Example 7: Pollen Longevity After Thawing

When cryopreserved pollen is rapidly thawed using the systems and methods described within this application, the thawed pollen may be stored several hours to several days and maintain fertility—a desirable capability for practical breeding and seed production workflows.

To demonstrate the longevity of pollen after thawing, a study was conducted in which freshly collected corn pollen was dried in a fluidized bed dryer to a wet-basis moisture content of 21.1%, frozen by directly immersing in liquid nitrogen, and stored at −150° C. for 49 days. Following storage, the pollen was rapidly thawed using the system illustrated in FIG. 8. Immediately after thawing, several pollinations were performed. The remaining pollen was placed in a sealed glass jar at 4° C. The stored pollen was intermittently sampled 90 minutes, 180 minutes, and 240 minutes after storage and pollinations were performed with the pollen at these time points. Additionally, pollinations were performed with additives containing an inert silica powder with diameter similar to that of corn pollen, to serve as a negative control and with pollen directly applied from cryogenically stored vials.

Results from the pollination experiments are illustrated in FIG. 10. Statistical analysis with a Tukey Post-Hoc Honest Significant Difference test reveals no statistically significant differences in mean kernel count between the pollinations performed immediately after thawing up to 240 minutes after thawing. The findings illustrate that pollen thawed using the systems and methods described in the present disclosure maintains fertility for several hours after thawing, allowing time and flexibility between thawing and pollination processes.

Example 8: Continuous Operation Convective Thawing System

In another study, the system illustrated in FIG. 11 was constructed and tested. Briefly, the system is comprised of a vertically oriented tube through which warm humidified air is passed upwards. Cryopreserved pollen is introduced into the rising air flow through the side wall of the tube. As the pollen is introduced, it is immediately exposed to large temperature gradients and is entrained in the upwards air flow. As the pollen is conveyed, it continues to rapidly warm until it reaches a settling chamber where the air velocity is low enough for the pollen to separate from the bulk air flow. The process can operate continuously.

To test the system, approximately 25 mL of pollen was dried to a moisture content of 19.01% (wet basis) using a fluidized bed dryer. The pollen was subsequently frozen by immersion in liquid nitrogen. The frozen pollen was then slowly fed into the convective thawing system over the course of 2 minutes while operating with an airstream at 28° C. and 80% relative humidity (RH). The thawed pollen was collected from the settling chamber and hand-applied to female plants in a greenhouse.

Resulting ears from the pollinations are shown in FIG. 12. As can be seen from the image, all ears pollinated with the convectively thawed pollen demonstrate excellent seed fill, again demonstrating the ability to maintain pollen fertility and viability at larger scales through the use of convective thawing methods.

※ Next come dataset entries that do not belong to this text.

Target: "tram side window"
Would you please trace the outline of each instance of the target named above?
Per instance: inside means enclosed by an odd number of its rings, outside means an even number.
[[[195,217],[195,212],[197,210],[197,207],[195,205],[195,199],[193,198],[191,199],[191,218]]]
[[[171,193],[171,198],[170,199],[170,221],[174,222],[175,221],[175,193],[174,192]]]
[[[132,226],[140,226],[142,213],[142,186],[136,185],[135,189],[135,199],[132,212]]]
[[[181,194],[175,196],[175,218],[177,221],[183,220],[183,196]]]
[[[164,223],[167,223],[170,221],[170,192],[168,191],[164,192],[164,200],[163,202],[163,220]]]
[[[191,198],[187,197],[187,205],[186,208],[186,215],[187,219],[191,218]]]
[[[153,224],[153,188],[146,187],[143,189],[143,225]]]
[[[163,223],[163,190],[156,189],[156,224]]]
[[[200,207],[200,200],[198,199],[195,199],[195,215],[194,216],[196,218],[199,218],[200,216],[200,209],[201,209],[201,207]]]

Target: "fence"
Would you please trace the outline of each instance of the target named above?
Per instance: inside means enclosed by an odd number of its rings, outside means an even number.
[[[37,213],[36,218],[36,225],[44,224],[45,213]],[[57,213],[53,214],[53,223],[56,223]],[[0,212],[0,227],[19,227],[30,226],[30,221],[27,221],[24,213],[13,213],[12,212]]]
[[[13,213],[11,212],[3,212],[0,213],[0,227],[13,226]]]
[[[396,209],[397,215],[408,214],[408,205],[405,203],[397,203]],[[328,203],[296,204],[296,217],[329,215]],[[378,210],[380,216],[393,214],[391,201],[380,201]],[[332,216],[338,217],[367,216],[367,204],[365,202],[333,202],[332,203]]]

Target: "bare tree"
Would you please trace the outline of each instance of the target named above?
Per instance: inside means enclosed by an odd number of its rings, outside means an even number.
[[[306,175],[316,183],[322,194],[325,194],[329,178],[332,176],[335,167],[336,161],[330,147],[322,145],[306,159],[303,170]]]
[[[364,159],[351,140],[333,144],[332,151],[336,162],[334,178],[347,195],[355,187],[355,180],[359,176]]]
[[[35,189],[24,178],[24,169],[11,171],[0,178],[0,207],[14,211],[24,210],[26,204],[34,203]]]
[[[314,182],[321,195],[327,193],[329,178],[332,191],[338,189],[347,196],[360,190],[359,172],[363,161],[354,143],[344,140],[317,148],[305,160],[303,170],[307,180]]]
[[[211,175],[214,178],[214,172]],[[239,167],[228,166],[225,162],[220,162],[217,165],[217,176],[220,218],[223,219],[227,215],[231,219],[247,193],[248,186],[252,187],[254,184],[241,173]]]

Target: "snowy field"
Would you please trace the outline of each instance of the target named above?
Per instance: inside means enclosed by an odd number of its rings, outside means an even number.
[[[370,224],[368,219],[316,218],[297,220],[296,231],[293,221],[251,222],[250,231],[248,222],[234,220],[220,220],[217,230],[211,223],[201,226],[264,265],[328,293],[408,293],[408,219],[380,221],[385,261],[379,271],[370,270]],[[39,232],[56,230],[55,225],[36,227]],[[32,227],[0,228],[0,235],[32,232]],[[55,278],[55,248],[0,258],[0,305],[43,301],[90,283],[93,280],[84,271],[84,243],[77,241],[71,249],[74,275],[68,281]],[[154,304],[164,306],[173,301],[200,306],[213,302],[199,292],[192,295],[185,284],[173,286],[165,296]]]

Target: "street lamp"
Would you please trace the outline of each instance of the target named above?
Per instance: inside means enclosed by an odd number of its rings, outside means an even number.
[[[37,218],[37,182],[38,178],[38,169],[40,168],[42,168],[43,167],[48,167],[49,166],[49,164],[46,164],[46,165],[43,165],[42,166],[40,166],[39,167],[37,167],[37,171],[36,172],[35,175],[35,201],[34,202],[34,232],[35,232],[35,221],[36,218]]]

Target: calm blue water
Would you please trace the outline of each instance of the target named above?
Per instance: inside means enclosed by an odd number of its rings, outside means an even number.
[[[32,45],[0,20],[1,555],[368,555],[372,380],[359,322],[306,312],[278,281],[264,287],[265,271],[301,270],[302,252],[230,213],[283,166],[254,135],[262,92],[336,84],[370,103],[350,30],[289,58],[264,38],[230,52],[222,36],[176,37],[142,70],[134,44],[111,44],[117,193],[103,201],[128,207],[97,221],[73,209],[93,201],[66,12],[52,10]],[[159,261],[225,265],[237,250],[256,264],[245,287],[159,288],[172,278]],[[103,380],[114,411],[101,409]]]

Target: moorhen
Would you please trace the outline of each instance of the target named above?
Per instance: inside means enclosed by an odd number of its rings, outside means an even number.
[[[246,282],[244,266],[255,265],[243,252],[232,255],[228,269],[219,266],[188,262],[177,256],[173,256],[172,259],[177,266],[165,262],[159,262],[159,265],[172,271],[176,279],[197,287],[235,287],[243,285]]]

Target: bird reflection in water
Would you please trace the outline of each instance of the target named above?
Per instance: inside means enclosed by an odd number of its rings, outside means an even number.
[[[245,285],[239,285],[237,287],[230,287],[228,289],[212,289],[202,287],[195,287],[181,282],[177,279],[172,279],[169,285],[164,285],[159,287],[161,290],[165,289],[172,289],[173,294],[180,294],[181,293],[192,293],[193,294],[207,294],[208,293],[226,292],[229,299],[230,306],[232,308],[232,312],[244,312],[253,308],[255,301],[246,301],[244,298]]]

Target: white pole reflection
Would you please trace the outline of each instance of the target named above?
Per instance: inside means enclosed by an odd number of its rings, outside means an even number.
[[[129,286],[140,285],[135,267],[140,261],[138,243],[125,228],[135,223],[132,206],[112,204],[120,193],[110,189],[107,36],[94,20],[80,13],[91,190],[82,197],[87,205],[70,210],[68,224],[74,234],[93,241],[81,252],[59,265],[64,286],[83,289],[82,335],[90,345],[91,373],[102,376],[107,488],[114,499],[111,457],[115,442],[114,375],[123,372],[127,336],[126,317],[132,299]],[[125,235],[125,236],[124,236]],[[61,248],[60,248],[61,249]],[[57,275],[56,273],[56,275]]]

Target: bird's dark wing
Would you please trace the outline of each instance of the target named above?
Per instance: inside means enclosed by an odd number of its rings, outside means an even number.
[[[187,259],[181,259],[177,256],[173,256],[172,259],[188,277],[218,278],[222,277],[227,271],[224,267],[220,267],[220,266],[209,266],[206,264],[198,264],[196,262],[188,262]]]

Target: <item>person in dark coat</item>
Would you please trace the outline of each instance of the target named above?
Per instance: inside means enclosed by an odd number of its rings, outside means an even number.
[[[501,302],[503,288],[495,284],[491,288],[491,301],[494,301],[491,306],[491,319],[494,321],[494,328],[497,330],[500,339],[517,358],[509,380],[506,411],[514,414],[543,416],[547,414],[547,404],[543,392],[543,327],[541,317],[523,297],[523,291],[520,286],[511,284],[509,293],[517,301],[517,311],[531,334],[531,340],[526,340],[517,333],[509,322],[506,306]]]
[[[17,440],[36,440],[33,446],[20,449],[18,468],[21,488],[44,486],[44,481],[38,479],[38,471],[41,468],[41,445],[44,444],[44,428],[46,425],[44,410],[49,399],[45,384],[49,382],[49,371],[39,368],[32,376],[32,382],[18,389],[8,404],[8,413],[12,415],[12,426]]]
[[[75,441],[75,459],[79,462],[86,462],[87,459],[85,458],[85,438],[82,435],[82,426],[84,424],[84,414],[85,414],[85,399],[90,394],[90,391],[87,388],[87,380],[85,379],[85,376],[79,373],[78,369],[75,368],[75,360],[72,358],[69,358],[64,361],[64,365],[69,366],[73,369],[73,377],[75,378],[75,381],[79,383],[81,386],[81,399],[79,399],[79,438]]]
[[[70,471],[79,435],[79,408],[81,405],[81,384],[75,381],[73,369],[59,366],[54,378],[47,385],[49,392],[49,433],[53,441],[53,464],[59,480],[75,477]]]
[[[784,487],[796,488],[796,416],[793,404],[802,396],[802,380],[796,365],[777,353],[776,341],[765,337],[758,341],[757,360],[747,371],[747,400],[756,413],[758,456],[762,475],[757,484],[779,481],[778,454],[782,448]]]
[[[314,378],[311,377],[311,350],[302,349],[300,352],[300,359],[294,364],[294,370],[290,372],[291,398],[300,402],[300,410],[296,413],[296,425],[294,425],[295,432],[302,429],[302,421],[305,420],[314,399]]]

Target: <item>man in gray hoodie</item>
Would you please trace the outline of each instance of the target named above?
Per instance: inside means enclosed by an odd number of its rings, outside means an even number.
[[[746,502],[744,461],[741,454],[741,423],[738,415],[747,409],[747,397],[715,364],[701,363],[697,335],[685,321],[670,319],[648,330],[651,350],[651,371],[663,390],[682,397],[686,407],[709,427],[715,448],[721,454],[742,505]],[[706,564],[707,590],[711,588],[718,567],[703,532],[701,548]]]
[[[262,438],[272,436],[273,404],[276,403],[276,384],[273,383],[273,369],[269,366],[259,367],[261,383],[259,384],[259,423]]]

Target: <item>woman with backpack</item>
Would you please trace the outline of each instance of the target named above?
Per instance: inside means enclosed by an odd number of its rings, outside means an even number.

Example 9: Systems Employing Conductive Heat Transfer to Thaw Cryopreserved Pollen

The systems in the previously described examples have all relied upon convection to rapidly warm cryopreserved pollen samples, however, additional systems may instead rely upon conduction to rapidly warm thin layers of pollen. Such systems may be comprised of: 1) Optionally an insulated or actively cooled container or hopper that maintains the preserved sample below the glass transition temperature until the moment of warming; 2) optionally a conveyance system capable of dispensing the frozen pollen onto a warmed surface, which may include, but is not limited to, screw augers, vibratory feeders, table feeders, rotary feeders, and plungers; and 3) a warm surface onto which pollen is deposited in a thin layer to provide intimate contact with the warm surface and a rapid rate of warming. Studies using such systems have demonstrated success.

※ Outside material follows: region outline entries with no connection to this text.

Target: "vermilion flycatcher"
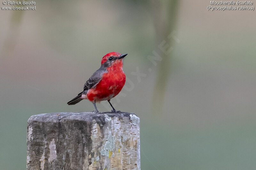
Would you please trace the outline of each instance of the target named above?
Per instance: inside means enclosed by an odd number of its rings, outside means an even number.
[[[68,102],[68,105],[75,105],[83,99],[88,99],[92,102],[96,113],[99,113],[95,103],[110,100],[121,91],[125,82],[125,75],[123,71],[123,59],[127,54],[121,54],[112,52],[102,58],[101,65],[86,81],[84,91]]]

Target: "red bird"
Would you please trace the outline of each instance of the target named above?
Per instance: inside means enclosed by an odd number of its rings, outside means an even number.
[[[75,105],[83,99],[88,99],[93,104],[96,112],[99,113],[95,103],[110,100],[118,94],[125,83],[125,75],[123,71],[123,59],[127,54],[116,52],[107,54],[102,58],[101,65],[86,81],[84,91],[68,102],[68,105]]]

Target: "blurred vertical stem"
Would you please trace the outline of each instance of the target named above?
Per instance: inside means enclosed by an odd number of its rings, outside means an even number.
[[[177,16],[178,0],[152,0],[151,5],[156,29],[156,45],[166,41],[169,48],[173,46],[173,40],[168,36],[174,31]],[[162,114],[168,78],[170,77],[172,53],[167,55],[158,53],[162,58],[159,65],[153,97],[153,110]]]
[[[22,5],[16,5],[17,7]],[[6,39],[3,45],[3,52],[5,58],[8,58],[14,49],[16,40],[20,33],[19,29],[24,14],[22,10],[14,10],[10,18],[10,29],[6,33]]]

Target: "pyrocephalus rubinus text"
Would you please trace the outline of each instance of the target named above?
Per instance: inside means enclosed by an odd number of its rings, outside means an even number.
[[[68,105],[75,105],[83,99],[88,99],[92,102],[96,112],[99,113],[95,103],[110,100],[121,91],[125,82],[125,75],[123,71],[123,59],[127,54],[116,52],[107,54],[102,58],[101,65],[86,81],[84,91],[68,102]]]

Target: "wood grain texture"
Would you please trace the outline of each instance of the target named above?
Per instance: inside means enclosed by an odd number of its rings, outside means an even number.
[[[27,170],[140,170],[140,118],[126,112],[32,116],[27,165]]]

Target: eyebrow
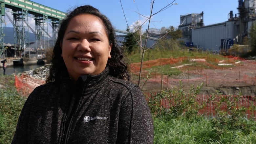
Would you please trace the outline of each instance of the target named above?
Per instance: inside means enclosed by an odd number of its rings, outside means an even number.
[[[71,32],[75,32],[75,33],[77,33],[77,34],[80,33],[80,32],[79,32],[79,31],[74,31],[74,30],[72,30],[69,31],[67,33],[71,33]],[[100,34],[101,35],[103,35],[103,34],[102,33],[101,33],[100,32],[98,31],[92,31],[92,32],[89,32],[89,34],[94,34],[94,33],[98,33],[98,34]]]

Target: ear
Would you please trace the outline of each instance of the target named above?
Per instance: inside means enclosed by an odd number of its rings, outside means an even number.
[[[110,58],[111,57],[111,55],[110,55],[110,52],[111,52],[111,50],[112,50],[112,47],[113,46],[113,45],[112,44],[109,45],[109,49],[108,53],[108,58]]]
[[[60,48],[61,49],[61,51],[62,50],[62,42],[59,42],[59,46],[60,46]],[[61,52],[61,56],[63,57],[63,56],[62,56],[62,53]]]

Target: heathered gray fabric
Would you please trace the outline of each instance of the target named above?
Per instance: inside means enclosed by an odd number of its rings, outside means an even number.
[[[78,80],[74,90],[65,78],[36,88],[23,108],[12,143],[153,143],[152,118],[139,88],[108,72],[107,68],[83,77],[86,80]]]

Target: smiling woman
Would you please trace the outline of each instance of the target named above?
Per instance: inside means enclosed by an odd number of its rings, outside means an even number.
[[[28,97],[12,143],[153,143],[150,111],[115,34],[91,6],[68,13],[47,83]]]
[[[75,81],[81,75],[102,72],[111,57],[112,45],[102,21],[90,14],[71,19],[60,45],[70,76]]]

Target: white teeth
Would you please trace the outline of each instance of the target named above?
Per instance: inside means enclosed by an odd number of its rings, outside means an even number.
[[[82,60],[82,61],[89,61],[92,60],[92,59],[91,58],[86,58],[85,57],[78,57],[77,59],[78,60]]]

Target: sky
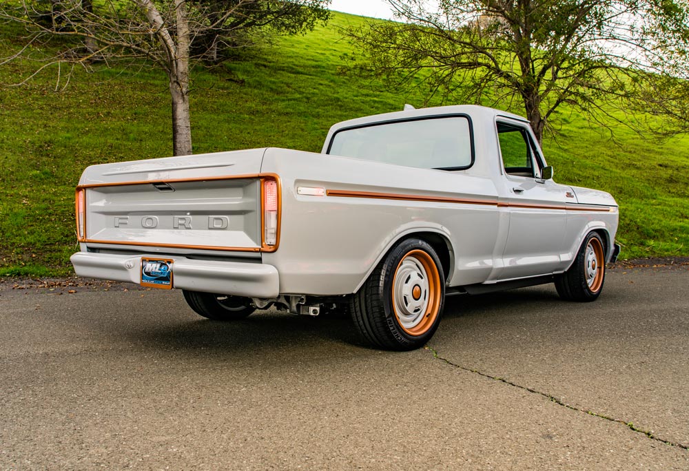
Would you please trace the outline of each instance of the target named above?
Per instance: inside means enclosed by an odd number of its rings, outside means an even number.
[[[333,0],[330,9],[371,18],[393,18],[392,10],[385,0]]]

In one such study, the conductive warming apparatus illustrated in FIG. 13 was built and tested. Briefly, the apparatus is comprised of an insulated hopper 16 to keep pollen below the glass transition temperature until the moment of warming, a vibratory feeder 17 whose pan 18 is actively warmed by a foil-type resistive heater 19, and a catch pan 20 to capture thawed pollen. The hopper 16 also has a temperature sensor port 21 in which a temperature sensor is able to monitor the temperature in the hopper. To test the system, approximately 50 g of freshly collected pollen was dried in a fluid bed dryer to a wet-basis moisture content of 21.02%. The entire dried pollen sample was metered directly into liquid nitrogen to freeze and stored for 2 days at −140° C. prior to pollination. After storage, the pollen was withdrawn from storage and immediately transferred to the insulated hopper of the system illustrated in FIG. 13. The vibratory feeder was operated at room temperature until the entirety of the sample had been dispensed. Pollinations were performed using the rapidly thawed pollen. Photographs of the ears obtained when using this conductive thawing system are illustrated in FIG. 14. As can be seen from the photographs, significant seed set was obtained with the thawed pollen illustrating the efficacy of the conductive thawing method.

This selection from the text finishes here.